Exhausted, stressed, tired and penniless we set off for Cornwall at 5.30am on a wet and soggy July morning – Bruce had just returned from a gig and I just wanted to escape from …well everything really. The kids dragged themselves out of bed and into the car and by the time we reached the M6 everyone was sleeping soundly, except me as I was driving and battling with lorry spray and a torrent of standing water. We passed an accident where someone had quite obviously lost the battle and rolled the car, debris littered over the carriages like a suitcase spilling its contents, it had only just happened, I hope everyone was OK.
After a pit stop just after Bristol (items consumed 9 cobs, 7 bags of crisps, 1 packet beef, 1 packet ham, cheese, jaffa cakes and a kit kat) we arrived in Plymouth to visit our friends S & J then continued on to Mullion. The sun began to make brief appearances, the rain stopped and all of a sudden we were on holiday……….The kids, as always, are the best and never fail to make us laugh at their silly words and observations, apparently one of the ruder ‘in’ sayings is from Southpark (or Family Guy all the same to me). We drove the last few miles full of hope – hope that we would have a super duper caravan thingy and even more hope that the jet stream would position itself where it’s supposed to be this time of year IE north of the UK!
Our first view of Parkdean Holiday Park, Mullion was the concrete building with Costcutter emblazoned across it, the windowless, grey architecture a relic from the heady days of 1950s holiday camps. This did not bode well, a bunker for a shop, a barrier at the gate and rows of green Nissan hut style caravans almost arrogantly plonked in a beautiful part of the country. Reception were friendly and efficient and gave us our entertainment passes which we never paid for and had deep reservations about using them for the ‘on site entertainment and pool complex’.
We found our block and located our home for the next two nights – a green static caravan set within it’s own water feature – a bog! To be fair to Parkdean they were working tirelessly to place down paths, paving stones and gravel to counteract the rain that the pesky jet stream has been dumping on us for the last few weeks. We investigated our nissan/caravan further, it didn’t take much investigation as it was very small for a static van and certainly not big enough for all 6 of us. The first indication of this was the seating area that we couldn’t all sit in at the same time (meals in shifts, TV watching rota) further investigation found the sofa bed a very tight squeeze to pull out and not get mangled with the table and the flimsy mattress was dismissed out of hand “I’m not sleeping on that thing” retorted one happy teenager. Consequently George ended up sleeping at right angles in the L shaped dining area. As Bruce and I squeezed and pushed past various bodies, luggage and shoe debris we located our bedroom and the wonderfully considerate built in incontinence sheet on the double mattress – no way of removing it whatsoever but at least we can now wet the bed with impunity! We’re staying for 2 nights and will be visiting friends so we’re going to have to put up with it.

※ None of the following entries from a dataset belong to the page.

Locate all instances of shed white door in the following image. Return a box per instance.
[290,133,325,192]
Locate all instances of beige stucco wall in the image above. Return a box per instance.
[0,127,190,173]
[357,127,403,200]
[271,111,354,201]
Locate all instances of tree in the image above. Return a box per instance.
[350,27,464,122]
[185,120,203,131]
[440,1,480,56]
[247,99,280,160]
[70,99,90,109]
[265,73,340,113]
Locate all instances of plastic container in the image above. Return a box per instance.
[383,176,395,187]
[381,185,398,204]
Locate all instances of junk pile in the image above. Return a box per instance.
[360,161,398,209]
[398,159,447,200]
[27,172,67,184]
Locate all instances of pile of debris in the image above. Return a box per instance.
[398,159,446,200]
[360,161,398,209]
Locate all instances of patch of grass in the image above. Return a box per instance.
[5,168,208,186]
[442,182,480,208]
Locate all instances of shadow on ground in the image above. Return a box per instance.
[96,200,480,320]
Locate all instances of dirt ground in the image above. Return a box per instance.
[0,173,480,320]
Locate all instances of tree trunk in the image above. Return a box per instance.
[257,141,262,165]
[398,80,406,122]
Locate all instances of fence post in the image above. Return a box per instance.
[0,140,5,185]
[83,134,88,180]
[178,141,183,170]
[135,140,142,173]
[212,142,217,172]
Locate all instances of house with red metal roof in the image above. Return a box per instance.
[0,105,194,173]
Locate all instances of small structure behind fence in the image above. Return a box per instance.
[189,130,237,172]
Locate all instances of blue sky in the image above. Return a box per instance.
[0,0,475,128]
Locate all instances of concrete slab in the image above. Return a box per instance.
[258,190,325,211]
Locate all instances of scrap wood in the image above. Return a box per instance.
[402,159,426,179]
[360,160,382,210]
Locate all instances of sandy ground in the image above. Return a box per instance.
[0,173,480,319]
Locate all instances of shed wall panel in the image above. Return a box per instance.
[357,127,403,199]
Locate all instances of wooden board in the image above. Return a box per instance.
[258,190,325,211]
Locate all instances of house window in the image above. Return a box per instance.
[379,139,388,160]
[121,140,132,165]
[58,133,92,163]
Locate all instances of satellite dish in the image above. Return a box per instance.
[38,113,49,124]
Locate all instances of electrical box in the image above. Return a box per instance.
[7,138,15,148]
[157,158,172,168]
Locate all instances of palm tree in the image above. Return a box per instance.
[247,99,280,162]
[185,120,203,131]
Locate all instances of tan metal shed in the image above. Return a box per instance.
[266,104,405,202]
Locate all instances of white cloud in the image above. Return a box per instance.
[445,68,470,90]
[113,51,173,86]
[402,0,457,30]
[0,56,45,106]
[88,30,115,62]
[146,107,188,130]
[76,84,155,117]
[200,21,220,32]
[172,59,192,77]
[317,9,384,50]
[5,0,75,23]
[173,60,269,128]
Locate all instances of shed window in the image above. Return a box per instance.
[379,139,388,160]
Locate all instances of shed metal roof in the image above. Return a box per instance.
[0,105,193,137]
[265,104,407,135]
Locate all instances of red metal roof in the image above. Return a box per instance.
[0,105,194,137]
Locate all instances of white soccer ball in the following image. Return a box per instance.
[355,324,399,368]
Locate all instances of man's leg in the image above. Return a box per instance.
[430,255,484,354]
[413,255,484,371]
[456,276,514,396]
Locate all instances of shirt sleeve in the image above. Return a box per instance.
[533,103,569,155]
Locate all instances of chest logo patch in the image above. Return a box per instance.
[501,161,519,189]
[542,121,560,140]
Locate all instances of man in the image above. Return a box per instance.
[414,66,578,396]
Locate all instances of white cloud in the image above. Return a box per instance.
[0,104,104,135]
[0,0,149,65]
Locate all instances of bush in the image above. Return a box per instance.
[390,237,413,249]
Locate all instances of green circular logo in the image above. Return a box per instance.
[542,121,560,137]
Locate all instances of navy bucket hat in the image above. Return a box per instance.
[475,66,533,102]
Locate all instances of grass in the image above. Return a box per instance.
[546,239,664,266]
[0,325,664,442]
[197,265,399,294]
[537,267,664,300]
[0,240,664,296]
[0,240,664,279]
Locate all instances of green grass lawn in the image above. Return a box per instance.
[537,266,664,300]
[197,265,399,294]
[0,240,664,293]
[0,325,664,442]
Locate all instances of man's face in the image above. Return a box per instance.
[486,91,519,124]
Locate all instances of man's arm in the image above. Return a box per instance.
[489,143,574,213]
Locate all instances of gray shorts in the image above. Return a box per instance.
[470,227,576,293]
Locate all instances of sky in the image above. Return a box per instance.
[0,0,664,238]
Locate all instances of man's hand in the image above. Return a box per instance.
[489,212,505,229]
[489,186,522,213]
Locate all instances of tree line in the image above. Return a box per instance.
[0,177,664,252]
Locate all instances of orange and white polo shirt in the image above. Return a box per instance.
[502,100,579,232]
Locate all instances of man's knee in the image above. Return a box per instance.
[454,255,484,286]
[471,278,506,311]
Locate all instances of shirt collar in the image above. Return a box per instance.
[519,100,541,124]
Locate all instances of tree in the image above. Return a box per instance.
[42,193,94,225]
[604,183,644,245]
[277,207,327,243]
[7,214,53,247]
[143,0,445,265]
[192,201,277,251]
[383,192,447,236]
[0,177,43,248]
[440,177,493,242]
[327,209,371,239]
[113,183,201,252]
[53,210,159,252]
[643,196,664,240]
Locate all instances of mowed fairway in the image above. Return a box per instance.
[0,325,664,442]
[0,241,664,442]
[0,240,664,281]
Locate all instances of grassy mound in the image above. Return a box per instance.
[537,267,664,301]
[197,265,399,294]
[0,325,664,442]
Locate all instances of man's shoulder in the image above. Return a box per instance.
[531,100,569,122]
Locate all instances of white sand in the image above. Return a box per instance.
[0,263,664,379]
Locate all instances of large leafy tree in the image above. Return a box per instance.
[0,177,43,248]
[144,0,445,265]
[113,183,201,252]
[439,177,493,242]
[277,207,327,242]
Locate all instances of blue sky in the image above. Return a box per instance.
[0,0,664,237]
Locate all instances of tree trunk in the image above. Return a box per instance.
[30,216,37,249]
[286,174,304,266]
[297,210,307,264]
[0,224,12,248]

On the bright side Cornwall is a beautiful county, rugged and quaint, almost foreign and so very different from the rolling Leicestershire countryside and we were away, I’m not sure Bruce shared my optimism, partly due to being thoroughly knackered and partly due to his non comprehension of how anyone can possibly enjoy a holiday in the rain, I think it’s his Mediterranean blood that’s a the heart of these weather issues plus the fact he can be bloody miserable sometimes. Ohm rang his old mate H in Flushing and speedily set up going over to see him for a sleep over – so leaving 3 bodies behind Bruce, Ohm and I set off for the quaint little village opposite Falmouth and Penryn where Ohms best friend from his school days in Penryn lives. H’s Mum was in the Royal Standard Pub so we felt it only right, after dropping Ohm off that we go and join her.
We were met with warm friendly service that stretched to giving me a wine taster to be sure I liked it – I did! Bruce had a pint of Doombar, a locally produced beer. The menu looked diverse and interesting with most things homemade and apparently the food is well worth splashing out for, maybe next time. We settled down outside, child free and listened to K telling her stories and anecdotes with such naturally comedic timing that we were soon falling about laughing. Her stories included her pissed up Granpops as commander of a Navy ship and taking his lump hammer to a Japanese made Microwave oven, her various ballistic experiments one involving a pedal bin, several cans of hairspray and a dead turkey, apparently her television set was no more after that little escapade and her sons battle re-enactments where one elderly lady beat him around the head with her handbag when he was dressed as a German officer. K was interesting, intelligent with a passion for life and a hearty laugh, enough to chase the blues away and take you away from the mundane existence found in the cul de sacs of of a Leicestershire village where the most interesting thing some of our neighbours have to think about is what that unconventional family across the road (that will be us) is up to and why we don’t put our bins back on the drive the second the bin men have emptied them! After a freshly ground and just about perfect coffee we set off for our barracks and a much needed sleep in our plastic bed.